RSA share price dips as insurer reveals impact of recent hurricanes in the US and Caribbean
Insurer RSA booked a £50m loss over the recent hurricanes in the US and Caribbean, but said markets were “largely unchanged” elsewhere in the third quarter.
The figures
The group reported year-to-date net written premiums of £5.1bn in the third quarter, up eight per cent from the same period of 2016.
UK premiums rose five per cent to £2bn and premiums in Ireland were flat at £232m.
RSA said earnings per share in the year so far were ahead of 2016, but held back by third quarter underwriting results.
Why it’s interesting
The FTSE 100-listed firm’s update this morning was upbeat, but the group admitted that while “insurance and financial market conditions are largely unchanged”, this excepted challenges in wholesale and international commercial markets from US and Caribbean catastrophe activity.
“The impact on market pricing trends from these events is as yet unclear,” the firm said. However, UK underwriting results were hit by US/Caribbean hurricane costs, and RSA said its weather losses during the quarter included a provision of £50m for those storms. The insurer added that underwriting results were also weaker due to “continuing adverse household and large loss experience”.
And investors seem to be wary about the numbers released this morning – shares were down 2.3 per cent at the time of writing.
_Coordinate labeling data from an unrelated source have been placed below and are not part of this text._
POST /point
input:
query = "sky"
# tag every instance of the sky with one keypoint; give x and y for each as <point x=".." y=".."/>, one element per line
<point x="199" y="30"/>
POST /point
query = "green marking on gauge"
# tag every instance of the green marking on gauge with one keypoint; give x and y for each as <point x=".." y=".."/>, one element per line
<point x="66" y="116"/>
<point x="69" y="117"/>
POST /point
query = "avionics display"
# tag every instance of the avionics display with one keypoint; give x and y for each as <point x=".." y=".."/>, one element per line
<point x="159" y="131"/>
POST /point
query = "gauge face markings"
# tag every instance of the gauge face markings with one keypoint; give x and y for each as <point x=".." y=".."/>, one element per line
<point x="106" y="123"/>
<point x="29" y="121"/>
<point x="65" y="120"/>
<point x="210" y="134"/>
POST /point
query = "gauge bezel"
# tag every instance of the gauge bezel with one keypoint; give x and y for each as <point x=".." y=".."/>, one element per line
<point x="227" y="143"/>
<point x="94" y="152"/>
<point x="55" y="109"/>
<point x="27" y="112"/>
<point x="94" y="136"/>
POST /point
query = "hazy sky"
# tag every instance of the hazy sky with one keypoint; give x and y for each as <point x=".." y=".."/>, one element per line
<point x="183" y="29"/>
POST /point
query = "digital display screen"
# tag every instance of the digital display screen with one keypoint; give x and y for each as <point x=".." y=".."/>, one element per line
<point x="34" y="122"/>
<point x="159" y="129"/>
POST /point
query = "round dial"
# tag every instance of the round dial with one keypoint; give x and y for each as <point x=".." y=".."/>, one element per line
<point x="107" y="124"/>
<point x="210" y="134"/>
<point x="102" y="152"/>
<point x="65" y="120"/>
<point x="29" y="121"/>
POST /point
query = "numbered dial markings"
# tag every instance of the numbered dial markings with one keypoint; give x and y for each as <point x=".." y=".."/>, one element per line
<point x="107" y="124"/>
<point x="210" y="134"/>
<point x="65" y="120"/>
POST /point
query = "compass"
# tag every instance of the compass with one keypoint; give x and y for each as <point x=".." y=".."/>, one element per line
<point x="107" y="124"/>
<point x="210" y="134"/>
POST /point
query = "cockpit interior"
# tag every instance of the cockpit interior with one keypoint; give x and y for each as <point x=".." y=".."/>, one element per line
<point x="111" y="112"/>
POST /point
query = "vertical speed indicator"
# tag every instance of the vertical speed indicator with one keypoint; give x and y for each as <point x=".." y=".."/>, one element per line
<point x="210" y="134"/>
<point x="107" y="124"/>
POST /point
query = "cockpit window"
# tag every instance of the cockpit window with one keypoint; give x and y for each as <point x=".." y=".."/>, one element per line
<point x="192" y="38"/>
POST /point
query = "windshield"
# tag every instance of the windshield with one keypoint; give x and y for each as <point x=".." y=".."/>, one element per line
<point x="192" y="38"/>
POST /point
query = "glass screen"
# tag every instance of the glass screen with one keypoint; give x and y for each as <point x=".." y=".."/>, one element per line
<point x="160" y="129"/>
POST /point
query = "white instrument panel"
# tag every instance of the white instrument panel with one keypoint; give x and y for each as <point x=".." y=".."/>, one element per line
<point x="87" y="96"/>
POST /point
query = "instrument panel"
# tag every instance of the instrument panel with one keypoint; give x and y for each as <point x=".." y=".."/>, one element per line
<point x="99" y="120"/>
RSA is not alone in dealing with ongoing problems after extreme weather across the pond. Insurer Lancashire Holdings dropped 3.6 per cent this morning after reporting a pretax loss of $136.4m (£102.8m), largely down to the effects of hurricanes Harvey, Irma and Maria, as well as the earthquakes in Mexico.
What RSA said
“The progress at RSA overall leaves group profits ahead of the same period in 2016 though by less than we had targeted,” said group chief executive Stephen Hester.
“We are continuing to drive business enhancements across the group, whilst taking further underwriting action in some portfolios to improve performance for 2018.”